虽然非酒精性脂肪性肝病(NAFLD)的发病机制已经得到了广泛的研究,但它的潜在发病机制仍不清楚,目前也没有针对 NAFLD 的批准的治疗策略。本研究的目的是观察司美格鲁肽对体内和体外 NAFLD 的有益作用及其潜在的分子机制。
用司美格鲁肽治疗 12 周的 2 型糖尿病(T2DM)合并 NAFLD 小鼠。通过肝功能、血脂、肝脂、H&E 染色、油红染色和 Sirius 染色评估肝脏功能和结构。通过体内和体外的 qPCR 和 Western blot 测量α/β水解酶结构域-6(ABHD6)的表达。然后,进行双荧光素酶报告基因实验验证上游 miR-5120 对 ABHD6 的调控作用。

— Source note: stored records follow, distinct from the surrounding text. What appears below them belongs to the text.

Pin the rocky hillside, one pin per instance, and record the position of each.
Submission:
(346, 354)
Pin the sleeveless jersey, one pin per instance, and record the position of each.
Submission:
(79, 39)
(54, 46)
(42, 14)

我们的数据显示,司美格鲁肽给药可显著改善 T2DM 合并 NAFLD 小鼠的肝功能和肝脂肪变性。此外,与对照组相比,T2DM+NAFLD 小鼠肝脏中 ABHD6 上调,miR-5120 下调,HG+FFA 刺激的 Hepa 1-6 肝细胞也是如此。有趣的是,在司美格鲁肽干预后,T2DM+NAFLD 小鼠肝脏和 HG+FFA 刺激的 Hepa 1-6 肝细胞中 ABHD6 的表达明显降低,而 miR-5120 的表达增加。我们还发现,miR-5120 可以调节肝细胞中 ABHD6 的表达,而司美格鲁肽可以通过 miR-5120 调节 ABHD6 的表达。此外,GLP-1R 在小鼠肝组织和 Hepa 1-6 细胞中广泛表达。司美格鲁肽可以通过 GLP-1R 调节 miR-5120/ABHD6 的表达。
我们的数据揭示了司美格鲁肽改善 T2DM+NAFLD 患者肝脂肪变性的潜在机制,并为 miR-5120/ABHD6 在 T2DM+NAFLD 发病机制中的病理作用提供了新的见解。